Getting rid of barriers to unionize is an important way to improve low-wage, precarious jobs. This is the message WAC shared today speaking in favour of Bill 77, the Fairness to Employees Act, during a deputation at the Standing Committee on Regulations and Private Bills. Bill 77 would modernize the Ontario Labour Relations Act (OLRA), and expand protection for precarious workers by making it safer and easier for workers to organize and unionize.
Bill 77 includes amendments such as making sure that representation votes, once a union applies for certification as a bargaining agent, be held at a neutral site—which could be in or near a workplace or could involve representation votes conducted electronically or phone. Bill 77 ensures that workers whose jobs are terminated or whose work hours are changed during an organizing campaign are reinstated to their jobs and previous terms of work pending a hearing. Bill 77 also ensures that unions can obtain a list of employees in a timely fashion so that although workers these days may be spread out across different work sites or be working remotely, making it more difficult to contact each other, it is still possible to organize.

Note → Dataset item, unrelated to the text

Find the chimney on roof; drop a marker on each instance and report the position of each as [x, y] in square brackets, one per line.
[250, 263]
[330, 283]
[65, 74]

Bill 77 also provides a new route to binding arbitration for workers negotiating a first contract that would ensure that either party may apply for arbitration if, after a set period of time, a collective agreement has not been settled. This measure protects both employers and employees from bargaining tactics that do not comply with the spirit of good faith bargaining
In the contract services sector, when a business changes hands (as when service contracts are re-tendered), employees may lose the collective agreement rights they’d worked hard to achieve. Bill 77 allows for successor rights in the contract services sector and will ensure that these employees—security guards, food service workers and cleaners—can access the same successor rights that other workers in Ontario already have.
WAC supports Bill 77 and believes that it represents small but necessary changes to better protect Ontario workers, especially those working in precarious jobs. We recommend, however, that the Bill be amended to include all contract services provided directly or indirectly by or to a building owner, manager or occupant. This would ensure that other types of building contract services—such as parking lot services, or such as other services that don’t fall into this neglected category yet but that could at some time in the future. We believe protection should be expansive in scope rather than limited.
Furthermore, to make whole the goals and objectives the Bill 77 changes to successor rights, we recommend extending successor rights changes to the Employment Standards Act, so that new contractors must offer the same or similar work, based on length of service to employees of the previous contractor at the same or comparable terms and conditions for non-unionized workers.
The proposed amendments to the OLRA in Bill 77 are very modest, but they will have a significant impact for workers in low wage and precarious work.